De l'avis des observateurs, les députés prodémocratie ne devraient pas manquer de voter contre le projet, ce qui le priverait de la majorité des deux tiers nécessaires à son adoption.

Le projet de réforme prévoit pour la première fois d'instaurer le suffrage universel alors que le chef du gouvernement local était jusqu'alors désigné par un collège de grands électeurs loyal à Pékin.

Mais le Parti communiste chinois (PCC) gardera la haute main sur le processus puisque seuls deux ou trois candidats adoubés par un comité aux ordres seront autorisés à se présenter.
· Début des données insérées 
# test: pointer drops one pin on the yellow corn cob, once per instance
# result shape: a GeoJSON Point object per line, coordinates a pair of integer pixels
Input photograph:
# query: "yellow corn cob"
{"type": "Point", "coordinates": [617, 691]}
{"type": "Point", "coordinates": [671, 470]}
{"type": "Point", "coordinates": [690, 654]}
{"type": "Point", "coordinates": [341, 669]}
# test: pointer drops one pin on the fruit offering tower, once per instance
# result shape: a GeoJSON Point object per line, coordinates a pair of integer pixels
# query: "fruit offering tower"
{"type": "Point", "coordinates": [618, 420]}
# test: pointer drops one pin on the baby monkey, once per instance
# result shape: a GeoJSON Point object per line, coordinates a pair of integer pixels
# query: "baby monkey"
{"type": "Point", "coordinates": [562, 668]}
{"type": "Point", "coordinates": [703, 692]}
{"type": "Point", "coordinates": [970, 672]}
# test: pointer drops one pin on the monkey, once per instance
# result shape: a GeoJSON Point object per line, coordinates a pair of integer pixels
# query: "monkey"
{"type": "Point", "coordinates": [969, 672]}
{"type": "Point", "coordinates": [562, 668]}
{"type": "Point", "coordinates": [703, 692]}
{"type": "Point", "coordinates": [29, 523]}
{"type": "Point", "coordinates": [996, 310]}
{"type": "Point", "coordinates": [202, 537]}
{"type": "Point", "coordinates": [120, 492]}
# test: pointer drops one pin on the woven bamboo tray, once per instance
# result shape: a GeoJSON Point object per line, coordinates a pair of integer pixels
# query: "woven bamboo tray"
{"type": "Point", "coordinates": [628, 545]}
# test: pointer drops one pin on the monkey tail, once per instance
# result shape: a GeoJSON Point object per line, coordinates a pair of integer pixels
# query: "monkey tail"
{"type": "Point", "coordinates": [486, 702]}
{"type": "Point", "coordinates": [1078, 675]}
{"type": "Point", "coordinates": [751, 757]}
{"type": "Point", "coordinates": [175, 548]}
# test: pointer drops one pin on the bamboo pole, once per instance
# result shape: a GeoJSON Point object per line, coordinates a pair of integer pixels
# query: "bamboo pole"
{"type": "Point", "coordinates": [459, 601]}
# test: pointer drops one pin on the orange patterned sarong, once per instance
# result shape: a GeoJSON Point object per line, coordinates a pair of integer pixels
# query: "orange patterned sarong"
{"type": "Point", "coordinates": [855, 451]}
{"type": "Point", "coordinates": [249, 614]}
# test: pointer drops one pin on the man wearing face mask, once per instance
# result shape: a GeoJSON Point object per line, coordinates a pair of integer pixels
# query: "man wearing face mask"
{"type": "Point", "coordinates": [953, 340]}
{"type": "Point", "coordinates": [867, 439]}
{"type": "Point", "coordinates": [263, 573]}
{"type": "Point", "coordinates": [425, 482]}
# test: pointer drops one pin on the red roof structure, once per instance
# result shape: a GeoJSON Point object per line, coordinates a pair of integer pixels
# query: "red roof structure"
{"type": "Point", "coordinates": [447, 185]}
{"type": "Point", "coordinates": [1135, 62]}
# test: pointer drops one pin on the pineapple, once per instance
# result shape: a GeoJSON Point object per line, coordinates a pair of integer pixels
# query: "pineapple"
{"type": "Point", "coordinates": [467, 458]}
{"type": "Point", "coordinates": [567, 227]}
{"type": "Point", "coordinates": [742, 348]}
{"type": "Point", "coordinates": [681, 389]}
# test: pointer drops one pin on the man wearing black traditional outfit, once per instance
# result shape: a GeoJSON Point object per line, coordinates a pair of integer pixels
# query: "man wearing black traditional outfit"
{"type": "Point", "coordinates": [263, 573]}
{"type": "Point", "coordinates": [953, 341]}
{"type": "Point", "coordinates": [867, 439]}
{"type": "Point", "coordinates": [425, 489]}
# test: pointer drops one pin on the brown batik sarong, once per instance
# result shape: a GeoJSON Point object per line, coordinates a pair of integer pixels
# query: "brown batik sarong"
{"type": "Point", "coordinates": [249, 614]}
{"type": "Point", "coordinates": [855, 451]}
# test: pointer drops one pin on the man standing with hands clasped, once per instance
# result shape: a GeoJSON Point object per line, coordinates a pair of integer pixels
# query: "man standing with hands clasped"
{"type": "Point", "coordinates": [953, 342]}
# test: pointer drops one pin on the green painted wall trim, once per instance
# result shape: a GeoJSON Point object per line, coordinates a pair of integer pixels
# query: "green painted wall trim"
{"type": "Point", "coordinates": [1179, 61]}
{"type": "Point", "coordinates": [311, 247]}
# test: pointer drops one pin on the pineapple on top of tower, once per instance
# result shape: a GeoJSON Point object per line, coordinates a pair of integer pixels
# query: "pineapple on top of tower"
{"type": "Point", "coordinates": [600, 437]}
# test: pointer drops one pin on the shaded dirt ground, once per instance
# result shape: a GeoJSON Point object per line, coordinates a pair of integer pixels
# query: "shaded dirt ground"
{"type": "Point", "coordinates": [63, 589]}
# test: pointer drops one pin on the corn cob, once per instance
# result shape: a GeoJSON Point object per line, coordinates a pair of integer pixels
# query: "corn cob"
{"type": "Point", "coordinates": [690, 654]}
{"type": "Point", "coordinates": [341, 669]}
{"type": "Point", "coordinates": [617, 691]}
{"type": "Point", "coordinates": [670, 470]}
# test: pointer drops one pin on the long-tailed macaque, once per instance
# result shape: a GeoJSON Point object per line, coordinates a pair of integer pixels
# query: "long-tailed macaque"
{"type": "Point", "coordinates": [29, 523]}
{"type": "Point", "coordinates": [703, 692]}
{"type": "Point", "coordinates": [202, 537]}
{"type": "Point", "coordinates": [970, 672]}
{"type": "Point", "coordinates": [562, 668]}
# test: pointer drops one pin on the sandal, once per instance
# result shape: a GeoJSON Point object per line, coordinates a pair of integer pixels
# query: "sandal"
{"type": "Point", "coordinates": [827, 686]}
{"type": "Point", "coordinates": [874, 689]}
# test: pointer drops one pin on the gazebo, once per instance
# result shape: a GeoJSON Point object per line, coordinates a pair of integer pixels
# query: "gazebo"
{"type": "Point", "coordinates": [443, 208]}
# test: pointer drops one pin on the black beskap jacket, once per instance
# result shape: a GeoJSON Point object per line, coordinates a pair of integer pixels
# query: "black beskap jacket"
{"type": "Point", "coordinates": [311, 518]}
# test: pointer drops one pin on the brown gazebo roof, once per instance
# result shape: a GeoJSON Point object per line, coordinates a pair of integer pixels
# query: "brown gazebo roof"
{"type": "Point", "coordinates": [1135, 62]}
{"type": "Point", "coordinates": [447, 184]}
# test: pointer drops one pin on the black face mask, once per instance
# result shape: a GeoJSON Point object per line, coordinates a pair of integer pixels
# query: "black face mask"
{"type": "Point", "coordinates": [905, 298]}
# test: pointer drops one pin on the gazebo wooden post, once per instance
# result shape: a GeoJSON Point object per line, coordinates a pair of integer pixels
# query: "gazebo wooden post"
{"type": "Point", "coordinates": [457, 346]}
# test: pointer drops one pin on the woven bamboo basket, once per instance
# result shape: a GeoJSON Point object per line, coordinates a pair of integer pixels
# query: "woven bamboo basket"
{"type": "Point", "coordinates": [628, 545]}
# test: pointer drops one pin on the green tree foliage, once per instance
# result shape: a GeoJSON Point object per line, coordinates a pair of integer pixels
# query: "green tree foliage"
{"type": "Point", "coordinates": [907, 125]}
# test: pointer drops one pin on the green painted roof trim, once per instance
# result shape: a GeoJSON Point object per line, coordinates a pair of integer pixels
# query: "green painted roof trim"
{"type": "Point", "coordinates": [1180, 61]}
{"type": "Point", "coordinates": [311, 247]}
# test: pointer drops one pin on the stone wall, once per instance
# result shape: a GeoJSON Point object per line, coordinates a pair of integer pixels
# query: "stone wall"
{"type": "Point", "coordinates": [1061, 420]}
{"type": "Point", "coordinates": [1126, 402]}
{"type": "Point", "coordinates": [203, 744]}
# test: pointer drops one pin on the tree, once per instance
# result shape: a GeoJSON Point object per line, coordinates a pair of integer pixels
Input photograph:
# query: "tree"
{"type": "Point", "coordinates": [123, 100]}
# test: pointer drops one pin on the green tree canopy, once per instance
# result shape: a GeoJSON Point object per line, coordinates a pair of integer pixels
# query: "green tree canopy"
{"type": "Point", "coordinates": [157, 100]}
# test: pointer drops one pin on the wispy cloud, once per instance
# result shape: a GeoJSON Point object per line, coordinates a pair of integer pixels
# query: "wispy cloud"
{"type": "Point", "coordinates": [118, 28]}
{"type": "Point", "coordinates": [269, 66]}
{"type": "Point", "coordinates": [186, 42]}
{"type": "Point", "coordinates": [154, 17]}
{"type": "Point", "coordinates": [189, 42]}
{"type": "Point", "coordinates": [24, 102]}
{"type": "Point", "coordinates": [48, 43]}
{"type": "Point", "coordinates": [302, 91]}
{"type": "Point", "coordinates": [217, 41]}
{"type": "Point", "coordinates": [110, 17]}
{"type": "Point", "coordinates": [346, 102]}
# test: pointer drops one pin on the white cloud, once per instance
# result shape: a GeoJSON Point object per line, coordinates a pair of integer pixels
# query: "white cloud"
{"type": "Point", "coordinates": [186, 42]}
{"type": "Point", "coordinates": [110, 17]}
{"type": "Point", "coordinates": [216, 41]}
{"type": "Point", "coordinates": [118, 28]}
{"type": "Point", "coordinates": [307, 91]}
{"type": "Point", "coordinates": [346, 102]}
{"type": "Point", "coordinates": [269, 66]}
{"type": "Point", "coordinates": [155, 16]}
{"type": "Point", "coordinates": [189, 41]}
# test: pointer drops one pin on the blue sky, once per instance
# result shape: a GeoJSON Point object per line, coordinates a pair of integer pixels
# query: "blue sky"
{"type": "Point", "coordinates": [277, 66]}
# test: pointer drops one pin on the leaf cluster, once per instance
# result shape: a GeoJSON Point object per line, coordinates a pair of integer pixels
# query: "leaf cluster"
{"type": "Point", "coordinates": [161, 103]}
Les divisions politiques ont éclaté au grand jour à l'automne 2014 lorsque des dizaines de milliers de militants prodémocratie ont paralysé une partie de la ville plus de deux mois durant, donnant naissance au désormais célèbre «Mouvement des parapluies».

Ils dénoncent une «parodie de démocratie», mais le gouvernement de Hong Kong a répété à maintes reprises que le projet était à prendre ou à laisser.

«Même si nous n'obtenons pas un véritable suffrage universel, tant que nous n'abandonnons pas le combat, nous n'avons pas perdu», a déclaré le député Gary Fan du mouvement des néo-démocrates.

«Les perdants sont les gouvernements de Hong Kong et de Pékin, car ils ont perdu le coeur des Hongkongais», a-t-il lancé.

Complot présumé

Les députés pro-Pékin ont fait valoir au contraire que ce projet représentait une avancée, que le rejeter priverait les Hongkongais de l'occasion de voter et serait un facteur de déstabilisation supplémentaire.

«Si ce projet fait l'objet d'un véto aujourd'hui, alors que se passera-t-il ensuite? Y aura-t-il un nouveau Occupy?», a demandé Elizabeth Quat, membre de l'Alliance démocratique pour l'avancement de Hong Kong, un mouvement pro-Pékin. Elle faisait référence à l'occupation par le mouvement prodémocratie à l'automne de quartiers entiers de la ville réputée être un haut lieu de la finance internationale. «Où y aura-t-il d'autres bombes, d'autres armes destinées à concocter une révolte sanglante?».

Les mesures de sécurité ont été renforcées autour du Legco, situé au coeur du quartier financier et administratif de la ville, après l'annonce de la mise en échec d'un complot présumé.

Dix personnes ont été arrêtées lundi par la police et six d'entre elles ont été inculpées de conspiration en vue de la fabrication d'explosifs, dont cinq ont été placées en détention provisoire par la justice.

La police a dit que l'une d'elles revendiquait son appartenance à un «groupe radical local», identifié par la presse comme étant le Parti national indépendant (PNI), né en janvier dans la mouvance dite «localiste» qui veut prendre ses distances avec Pékin.

Ces arrestations suscitent méfiance et perplexité au sein du camp prodémocratie qui craint un coup monté pour discréditer son combat et favoriser le revirement de ses membres les plus modérés.

D'après le quotidien South China Morning Post, les suspects ont accusé les policiers de les avoir passés à tabac ou menacés, lors de leur comparution devant la justice mercredi.

En amont du débat parlementaire, le camp prodémocratie a remobilisé ses troupes pour organiser des rassemblements quotidiens à l'approche du vote, avec des succès divers.

Environ 300 manifestants étaient rassemblés devant le Parlement jeudi, dont une large majorité de militants pro-Pékin proclamant leur «soutien à Hong Kong pour qu'il adopte la réforme».

Dans le camp adverse, certains exprimaient leurs craintes que les députés prodémocratie ne tournent casaque et ne permettent malgré tout l'adoption du texte. «Je suis vraiment inquiet que certains députés prodémocratie ne changent leur fusil d'épaule», disait ainsi Terry Chik, un ouvrier du bâtiment de 44 ans.